De a poco, de a golpes, se instala así un estado de excepción. Con un consenso generado por el miedo, por una violencia desconocida en Francia desde 1996, cuando un atentado en el metro había dejado un saldo de 4 muertos. Por una ola de explosiones y muerte que ha venido recorriendo Europa -anteriormente Madrid, Londres- que apuntó esta vez a su centro: una de las bombas fue puesta en la parada de subte cercana a la zona donde están instaladas las diferentes instituciones de la Unión Europea. Pero no solo ha venido sucediendo en el continente europeo, sino principalmente en Medio Oriente y África. Entre el 13 de noviembre y este 22 de marzo, 24 atentados fueron cometidos, de los cuales, más de 15 reivindicados por el Estado Islámico. El día anterior había sucedido en Bamako, capital de Mali.

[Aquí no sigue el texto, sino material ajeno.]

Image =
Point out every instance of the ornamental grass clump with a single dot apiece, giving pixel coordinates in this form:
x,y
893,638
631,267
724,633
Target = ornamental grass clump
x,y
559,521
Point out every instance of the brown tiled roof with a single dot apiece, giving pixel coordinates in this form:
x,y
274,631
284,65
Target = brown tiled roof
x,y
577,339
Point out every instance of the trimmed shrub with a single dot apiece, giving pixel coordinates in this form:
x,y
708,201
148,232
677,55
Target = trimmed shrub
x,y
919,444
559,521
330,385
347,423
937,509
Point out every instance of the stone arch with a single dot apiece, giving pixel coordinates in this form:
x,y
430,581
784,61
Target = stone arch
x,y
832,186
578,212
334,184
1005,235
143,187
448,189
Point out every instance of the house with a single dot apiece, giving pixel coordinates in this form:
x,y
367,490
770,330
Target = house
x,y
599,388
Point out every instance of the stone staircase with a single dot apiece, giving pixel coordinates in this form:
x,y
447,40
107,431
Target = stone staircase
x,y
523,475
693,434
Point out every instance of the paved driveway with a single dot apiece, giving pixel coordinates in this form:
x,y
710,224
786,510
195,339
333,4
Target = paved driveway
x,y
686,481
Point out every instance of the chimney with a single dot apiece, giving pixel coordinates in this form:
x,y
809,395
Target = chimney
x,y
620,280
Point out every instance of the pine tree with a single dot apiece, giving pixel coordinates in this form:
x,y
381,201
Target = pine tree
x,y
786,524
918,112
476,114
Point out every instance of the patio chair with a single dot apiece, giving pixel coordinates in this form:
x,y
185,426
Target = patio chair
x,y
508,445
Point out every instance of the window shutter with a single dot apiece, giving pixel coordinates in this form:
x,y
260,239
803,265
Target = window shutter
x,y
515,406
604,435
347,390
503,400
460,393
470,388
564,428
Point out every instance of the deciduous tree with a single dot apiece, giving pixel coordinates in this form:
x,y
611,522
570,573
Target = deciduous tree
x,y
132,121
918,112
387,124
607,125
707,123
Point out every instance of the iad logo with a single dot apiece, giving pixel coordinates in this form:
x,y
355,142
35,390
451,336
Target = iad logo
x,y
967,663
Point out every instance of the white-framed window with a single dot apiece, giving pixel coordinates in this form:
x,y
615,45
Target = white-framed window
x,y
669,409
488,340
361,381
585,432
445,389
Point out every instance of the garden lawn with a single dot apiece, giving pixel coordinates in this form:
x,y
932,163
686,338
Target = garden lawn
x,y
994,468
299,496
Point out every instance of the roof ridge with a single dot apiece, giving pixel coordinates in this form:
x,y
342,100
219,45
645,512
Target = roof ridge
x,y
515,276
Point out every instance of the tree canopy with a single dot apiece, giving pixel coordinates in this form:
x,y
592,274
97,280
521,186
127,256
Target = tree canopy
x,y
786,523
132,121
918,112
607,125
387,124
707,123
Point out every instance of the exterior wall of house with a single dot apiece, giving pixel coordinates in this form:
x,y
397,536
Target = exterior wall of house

Si Europa está en guerra, las coordenadas de la misma resultan entonces más complejas que el relato oficial que busca presentar al Viejo Continente como víctima, obligado a responder. La historia de la política exterior europea enseña que no es cierta tal linealidad. Existen intervenciones, aliados pragmáticos que luego se tornan enemigos, deseos de petróleo, jugadas de alto riesgo que luego pueden pagar las mismas poblaciones. Y la política interior indica que construir un enemigo a partir del motor del miedo y el odio, puede conducir rápidamente a mayores rupturas que las ya existentes. Cuesta pensar cómo seguirá, aunque todos saben que habrá que continuar contando las víctimas del terror. Mañana, pasado, dentro de unos meses, otra vez en París, en Bélgica, en Alemania, nadie sabe. Mientras continuarán llegando refugiados de a miles, huyendo de esas mismas bombas, poniendo a Europa ante el espejo de su crisis que la cubre de a poco de cenizas.